The novelty of our study is that an intrathecal dose of local anesthetic reduced by 70% with respect to standard provided adequate anesthesia when adding the epidural delivery, so that surgery was successfully performed in every patient [16-19].
In literature there is limited evidence that reduced dose of Levobupivacaine has a favourable effect on the hemodynamic intraoperative stability. Hypotension is an important potential side effect of locoregional anesthesia: neuraxial blockade-related hypotension results from pharmacological denervation of the preganglionic sympathetic fibres . Since the extension of the symphathetic block is bound to both the intrathecal dose of anesthetic and the extension of sensory and motor block, performing SA with low local anesthetic dose may reduce the incidence of hypotension . Ben-David et al. demonstrated that a mini-dose of 4 mg bupivacaine instead than the normal dose of 10 mg causes a considerable reduction in the incidence of hypotension .
In the present study we measured cardiac output, which has shown to be a better predictor of organ perfusion than BP , using a minimally invasive uncalibrated cardiac output monitoring system (FloTracTM/Vigileo systemTM) to investigate hemodynamic variations. We found that CSSE anesthesia offered hemodynamic stability throughout the observation period. In addition, we observed that only 5 patients under CSSE required ephedrine and/or atropine.
Postoperative recovery measured by the Aldrete score resulted high in the CSSE group: this evidence can be easily explained taking into account the impact that motor block has in calculating Aldrete score and it is common to find differences in motor blockage between the CSSE and the SA technique . Finally, the present study has some limitations: firstly, no control group with SA was performed, but in our opinion many data are available in literature.

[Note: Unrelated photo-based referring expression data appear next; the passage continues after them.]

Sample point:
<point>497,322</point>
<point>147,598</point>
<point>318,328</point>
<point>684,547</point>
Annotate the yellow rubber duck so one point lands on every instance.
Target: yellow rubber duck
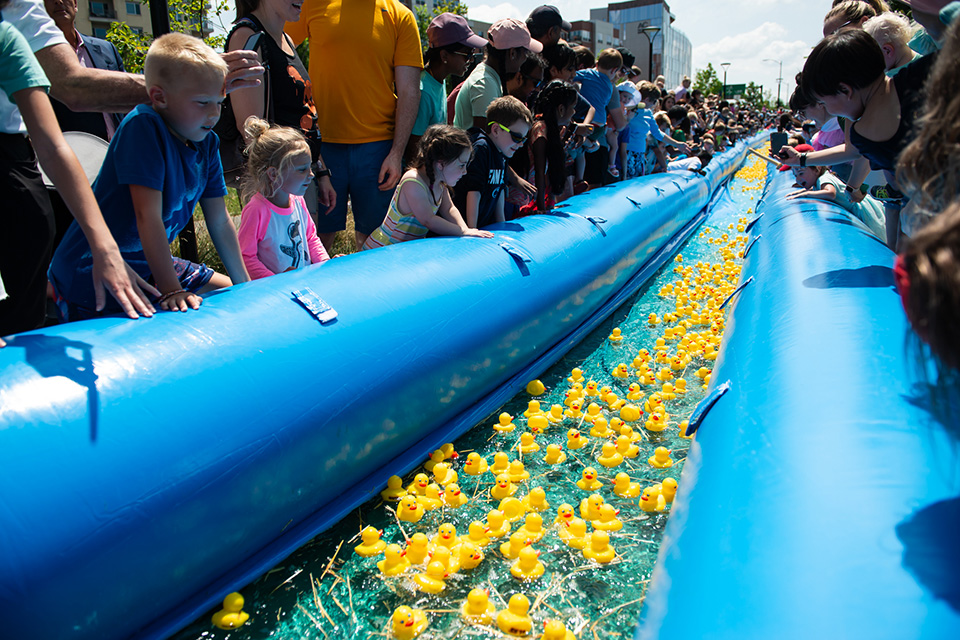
<point>623,487</point>
<point>453,497</point>
<point>516,472</point>
<point>535,388</point>
<point>588,480</point>
<point>574,533</point>
<point>232,616</point>
<point>590,507</point>
<point>477,608</point>
<point>515,620</point>
<point>433,580</point>
<point>470,555</point>
<point>410,509</point>
<point>497,524</point>
<point>417,549</point>
<point>407,623</point>
<point>609,457</point>
<point>528,565</point>
<point>477,534</point>
<point>370,543</point>
<point>555,454</point>
<point>505,423</point>
<point>575,440</point>
<point>600,428</point>
<point>475,465</point>
<point>661,458</point>
<point>536,500</point>
<point>668,489</point>
<point>599,549</point>
<point>528,443</point>
<point>608,520</point>
<point>394,562</point>
<point>394,490</point>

Second, the epidural catheter had to be removed at the end of surgery.
In conclusion, although more data are needed to confirm our findings, this study suggests that a CSSE anesthesia with epidural local anesthetic delivery could be a valid alternative in urologic surgery and allows reducing the local anesthetic intrathecal dosage up to 70%, thus preserving sensory block quality, hemodynamic stability and providing rapid patient recovery.